Most troubling to Williams, who said she pored over the rules several times after they were released, is a provision that requires doctors to screen patients for autism before providing gender-affirming care.

“After jumping through all those hoops to get access to gender affirming care…after doing all of that, you have to get tested to see if you might have autism, which is extremely ableist and discriminatory,” she said.

“There will be trans people who will take their own lives because of this” said Daniel Bogard, a St. Louis rabbi and father of a young transgender boy. “The Attorney General has blood on his hands from this.”

Bogard told The Star he spoke with members of the transgender community who were scrambling to figure out how they can get six months worth of medications after the rules were announced.

On top of the restrictions, the rules require doctors to provide patients a lengthy list of potential negative side effects and information designed to curtail treatment. Humphreys, the transgender doctor who provides gender-affirming care, said Bailey’s restrictions rely on outdated studies or mischaracterizations of studies that are supportive of gender-affirming care.

Numerous studies, including by the Journal of the American Medical Association, show that gender-affirming care results in lower chances of depression, anxiety and suicidality, Humphreys said.

One of the disclosures in Bailey’s rules describes puberty blockers or cross-sex hormones to treat gender identity disorder as “experimental and is not approved by the Food and Drug Administration.”

The FDA has approved puberty blockers to treat children with precocious puberty, a condition that causes early sexual development. And sex hormones have been approved to treat hormone disorders.

While the FDA has not approved the medications specifically to treat gender-questioning youth, they have been used for that purpose “off label” — a commonly accepted medical practice.

Across the Kansas City region, few clinics offer gender-affirming care for minors. Gender Pathway Services at Children’s Mercy provides family-centered services for transgender and gender-questioning children, including behavioral health services and hormone therapy, according to its website.

Marlene Bentley, a hospital spokesperson, told The Star in an email Friday that the hospital was “reviewing the emergency regulation and continue to be dedicated to providing the best evidenced-informed care focused on the long-term physical and mental health outcomes for every child we see.”

The rules follow an investigation launched by Bailey’s office into Washington University Transgender Center at St. Louis Children’s Hospital, which provides gender-affirming care for minors. Bailey began the inquiry after a former employee at the center alleged that the center harmed children, rushing mentally ill children into hormone therapy without properly treating their underlying mental health issues.

However, patients and parents of patients who spoke with The Star have cast doubt on the allegations, saying the center’s treatment had been misrepresented.

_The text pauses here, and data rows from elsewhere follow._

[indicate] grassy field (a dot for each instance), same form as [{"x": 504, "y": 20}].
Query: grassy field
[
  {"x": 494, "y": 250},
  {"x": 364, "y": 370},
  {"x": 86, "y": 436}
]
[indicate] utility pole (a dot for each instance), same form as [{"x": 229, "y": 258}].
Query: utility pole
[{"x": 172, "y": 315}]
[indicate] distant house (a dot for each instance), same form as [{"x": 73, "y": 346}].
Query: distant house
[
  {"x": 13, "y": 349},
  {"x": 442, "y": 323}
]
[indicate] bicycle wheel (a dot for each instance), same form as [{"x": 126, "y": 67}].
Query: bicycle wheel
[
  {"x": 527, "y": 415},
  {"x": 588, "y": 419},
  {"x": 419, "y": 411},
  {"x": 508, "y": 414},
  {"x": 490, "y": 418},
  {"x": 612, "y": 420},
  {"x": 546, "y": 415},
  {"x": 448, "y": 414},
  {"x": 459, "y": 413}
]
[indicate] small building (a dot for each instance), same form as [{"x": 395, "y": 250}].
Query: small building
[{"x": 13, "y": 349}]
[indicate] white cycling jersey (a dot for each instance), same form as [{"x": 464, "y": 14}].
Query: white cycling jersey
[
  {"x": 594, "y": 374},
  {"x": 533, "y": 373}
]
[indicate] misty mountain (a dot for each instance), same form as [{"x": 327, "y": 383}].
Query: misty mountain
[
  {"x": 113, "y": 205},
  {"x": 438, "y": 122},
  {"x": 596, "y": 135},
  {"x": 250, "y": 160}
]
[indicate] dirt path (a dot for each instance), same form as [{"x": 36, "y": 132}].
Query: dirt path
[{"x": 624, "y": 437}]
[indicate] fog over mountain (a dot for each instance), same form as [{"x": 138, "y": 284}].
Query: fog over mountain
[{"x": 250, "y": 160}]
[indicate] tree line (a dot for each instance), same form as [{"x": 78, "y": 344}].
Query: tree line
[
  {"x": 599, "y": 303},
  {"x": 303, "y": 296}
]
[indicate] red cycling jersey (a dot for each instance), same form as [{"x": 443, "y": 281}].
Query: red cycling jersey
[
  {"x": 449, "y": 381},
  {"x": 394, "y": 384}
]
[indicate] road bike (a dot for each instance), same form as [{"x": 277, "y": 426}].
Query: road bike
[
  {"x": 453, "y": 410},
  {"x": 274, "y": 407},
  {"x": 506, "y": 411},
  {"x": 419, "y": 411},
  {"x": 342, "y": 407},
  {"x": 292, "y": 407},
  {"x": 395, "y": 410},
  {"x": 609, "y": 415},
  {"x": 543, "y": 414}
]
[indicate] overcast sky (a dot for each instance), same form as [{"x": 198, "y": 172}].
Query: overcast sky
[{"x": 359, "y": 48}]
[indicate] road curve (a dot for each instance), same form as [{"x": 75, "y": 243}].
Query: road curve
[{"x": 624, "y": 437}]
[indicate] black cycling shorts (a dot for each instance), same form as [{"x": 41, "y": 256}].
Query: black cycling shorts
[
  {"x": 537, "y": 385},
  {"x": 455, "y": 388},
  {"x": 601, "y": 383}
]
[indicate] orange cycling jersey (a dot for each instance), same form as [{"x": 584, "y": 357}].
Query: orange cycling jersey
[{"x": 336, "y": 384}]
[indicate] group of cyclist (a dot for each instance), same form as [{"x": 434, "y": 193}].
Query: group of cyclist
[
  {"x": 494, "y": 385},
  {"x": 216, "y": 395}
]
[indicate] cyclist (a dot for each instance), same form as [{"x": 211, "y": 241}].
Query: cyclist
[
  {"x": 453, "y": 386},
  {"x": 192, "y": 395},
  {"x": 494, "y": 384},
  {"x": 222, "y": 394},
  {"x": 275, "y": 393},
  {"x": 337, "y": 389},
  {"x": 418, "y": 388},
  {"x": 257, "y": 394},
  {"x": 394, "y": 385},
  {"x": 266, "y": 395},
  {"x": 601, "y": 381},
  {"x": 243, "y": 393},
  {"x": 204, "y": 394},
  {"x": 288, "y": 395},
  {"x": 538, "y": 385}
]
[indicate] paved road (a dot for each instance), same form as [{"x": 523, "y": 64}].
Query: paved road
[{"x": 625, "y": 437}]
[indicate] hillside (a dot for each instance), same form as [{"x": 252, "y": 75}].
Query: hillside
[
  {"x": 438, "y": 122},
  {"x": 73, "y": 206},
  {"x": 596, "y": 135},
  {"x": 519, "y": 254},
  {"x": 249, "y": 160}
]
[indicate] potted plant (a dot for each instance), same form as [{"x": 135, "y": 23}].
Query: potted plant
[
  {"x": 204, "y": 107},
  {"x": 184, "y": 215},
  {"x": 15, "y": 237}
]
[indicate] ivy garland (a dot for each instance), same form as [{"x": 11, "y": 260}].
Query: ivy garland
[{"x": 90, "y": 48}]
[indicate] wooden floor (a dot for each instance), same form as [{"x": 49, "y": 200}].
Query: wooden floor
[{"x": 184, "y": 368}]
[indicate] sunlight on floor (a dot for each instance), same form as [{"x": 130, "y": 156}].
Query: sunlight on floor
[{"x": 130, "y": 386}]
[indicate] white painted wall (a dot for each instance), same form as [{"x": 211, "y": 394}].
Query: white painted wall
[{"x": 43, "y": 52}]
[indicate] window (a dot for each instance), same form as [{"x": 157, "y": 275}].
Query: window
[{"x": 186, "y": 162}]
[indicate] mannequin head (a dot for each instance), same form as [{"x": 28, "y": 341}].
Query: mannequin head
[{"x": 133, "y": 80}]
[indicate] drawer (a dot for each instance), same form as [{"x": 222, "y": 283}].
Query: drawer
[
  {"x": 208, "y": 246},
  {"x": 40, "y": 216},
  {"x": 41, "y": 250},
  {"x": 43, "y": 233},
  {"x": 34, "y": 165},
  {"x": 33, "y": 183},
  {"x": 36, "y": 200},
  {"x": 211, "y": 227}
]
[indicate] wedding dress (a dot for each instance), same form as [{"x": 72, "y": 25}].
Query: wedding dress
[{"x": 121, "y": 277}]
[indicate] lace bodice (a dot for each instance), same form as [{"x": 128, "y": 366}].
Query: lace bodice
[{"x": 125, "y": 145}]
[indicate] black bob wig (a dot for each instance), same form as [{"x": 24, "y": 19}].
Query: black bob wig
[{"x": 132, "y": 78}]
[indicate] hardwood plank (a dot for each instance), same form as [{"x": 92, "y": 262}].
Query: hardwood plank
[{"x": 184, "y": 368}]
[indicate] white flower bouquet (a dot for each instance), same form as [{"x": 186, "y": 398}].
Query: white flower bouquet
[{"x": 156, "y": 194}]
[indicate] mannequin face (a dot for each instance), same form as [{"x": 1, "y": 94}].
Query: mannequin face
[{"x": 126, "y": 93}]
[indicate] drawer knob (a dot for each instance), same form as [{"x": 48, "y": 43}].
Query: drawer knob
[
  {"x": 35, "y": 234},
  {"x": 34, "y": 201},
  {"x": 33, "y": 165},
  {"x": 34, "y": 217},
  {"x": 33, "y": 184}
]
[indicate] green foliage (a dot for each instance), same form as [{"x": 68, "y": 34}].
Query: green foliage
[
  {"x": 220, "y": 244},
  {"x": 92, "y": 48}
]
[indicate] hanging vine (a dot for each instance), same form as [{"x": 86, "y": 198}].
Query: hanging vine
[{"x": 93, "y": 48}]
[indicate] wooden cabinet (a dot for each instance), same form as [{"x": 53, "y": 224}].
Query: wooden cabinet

The American Civil Liberties Union of Missouri and Lambda Legal, an LGBTQ civil rights group, vowed to sue against the new rules in a joint statement Thursday. Bailey’s office is already facing a lawsuit from Planned Parenthood for investigating gender-affirming care that the organization provides.

“This rule is a shocking attempt to exploit Missouri’s consumer protection laws in order to play politics with life-saving medical care,” the statement said in part. “This emergency regulation will have a drastically negative impact on transgender youth, compounding the prejudice, discrimination, violence, and other forms of stigma they continue to face in their daily lives.”